Лабуд высвободил свою руку из руки Горданы.

— Смотри-ка, комиссаром стращает. Что ж, жалуйся! Только не слишком ли часто ты обращаешься к нему последнее время! — воскликнул он ревниво и, не подумав о том, что незаслуженно обижает девушку, наговорил ей массу всяких глупостей.

Гордана не знала, что ответить. Лицо ее побледнело, губы дрожали, казалось, она вот-вот расплачется. «Почему он так несправедлив ко мне? — спрашивала себя девушка. — Чем я не угодила ему?» Ей казалось, что Лабуд догадался о ее любви к нему и теперь стремится с помощью обидных слов разрушить ее любовь. Почему так поступал человек, за которого она была готова пожертвовать собственной жизнью, она не знала. Ее любовь к нему была такой сильной, что она готова была все ему простить. Покорно выслушивая его нелепые слова о том, что она, мол, городская барышня, изнеженная и избалованная, не знавшая настоящих трудностей, она вдруг подумала, что он не говорил бы так, если бы хоть немного знал ее жизнь.

Когда ей было пятнадцать лет и она училась в пятом классе гимназии, началась гражданская война в Испании. Гордана участвовала в сборе пожертвований для детей погибших бойцов республиканской армии и за это была исключена из гимназии. С того времени ее имя, как человека неблагонадежного, было внесено в досье полиции.
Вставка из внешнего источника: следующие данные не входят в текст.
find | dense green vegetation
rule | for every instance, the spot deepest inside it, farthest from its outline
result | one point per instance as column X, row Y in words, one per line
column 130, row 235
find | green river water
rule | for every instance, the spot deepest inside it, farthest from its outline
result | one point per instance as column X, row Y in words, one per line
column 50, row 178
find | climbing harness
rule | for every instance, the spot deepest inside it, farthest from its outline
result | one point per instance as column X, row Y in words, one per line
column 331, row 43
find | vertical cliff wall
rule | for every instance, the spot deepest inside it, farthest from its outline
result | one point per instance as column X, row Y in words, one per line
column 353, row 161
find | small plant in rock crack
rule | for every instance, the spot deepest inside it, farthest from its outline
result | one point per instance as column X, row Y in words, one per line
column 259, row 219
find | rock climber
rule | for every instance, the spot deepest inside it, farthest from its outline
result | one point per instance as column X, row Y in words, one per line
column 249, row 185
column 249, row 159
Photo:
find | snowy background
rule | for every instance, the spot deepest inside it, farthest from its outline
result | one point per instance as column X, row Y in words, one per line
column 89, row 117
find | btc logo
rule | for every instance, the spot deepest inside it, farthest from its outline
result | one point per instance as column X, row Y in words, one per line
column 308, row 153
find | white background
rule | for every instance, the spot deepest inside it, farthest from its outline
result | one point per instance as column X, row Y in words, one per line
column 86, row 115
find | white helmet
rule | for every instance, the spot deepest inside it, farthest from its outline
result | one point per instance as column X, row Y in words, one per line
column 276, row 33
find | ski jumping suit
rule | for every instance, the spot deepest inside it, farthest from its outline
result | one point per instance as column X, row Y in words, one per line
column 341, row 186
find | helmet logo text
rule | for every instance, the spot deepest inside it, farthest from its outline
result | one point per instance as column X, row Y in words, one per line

Испания! Страна сказочной экзотики и рек, красных от крови. В ночных сновидениях ей слышались твердые шаги и влекущие песни бойцов интернациональных бригад. Немало югославов находилось в их рядах. Почему не была она немного постарше — пошла бы дорогой отца… Он не вернулся из Мадрида. Остался там, как памятник в пустыне, хранящий воспоминания о прошлом. Лабуд тоже похож на тех, что не вернулись из Испании, но останутся вечно живыми.

В то время Гордане было легче, чем сейчас. Тогда она твердо знала, что надо делать, как себя вести.

«В будущем, когда у нас вспыхнет революция, — бесстрашно сказала она в лицо директору гимназии, который сообщил ей об исключении, — вы обо мне вспомните. Мы еще рассчитаемся. Напрасно вы улыбаетесь, господин директор. Наш день ближе, чем вы предполагаете. Прислушайтесь, он уже стучится в ворота».

Перед дерзкой девчонкой были отрезаны все пути к отступлению. Ей осталось одно — идти вперед. И она пошла, гордо вскинув голову. Сквозь туманную даль она видела зарождение своей звезды и шла на ее мерцающий свет. Она зажигала вокруг все новые факелы — создавала свои кометы, переносила огонь от сердца к сердцу, совершала небольшие рискованные подвиги и расплачивалась за них большими неприятностями; она узнала, что представляли собой шпики, доносчики, провокаторы, испытала на себе силу полицейской дубинки. Такова была ее юность. Захваченная идеями революции, она не думала о личной жизни, все ее интересы были связаны со служением своему народу.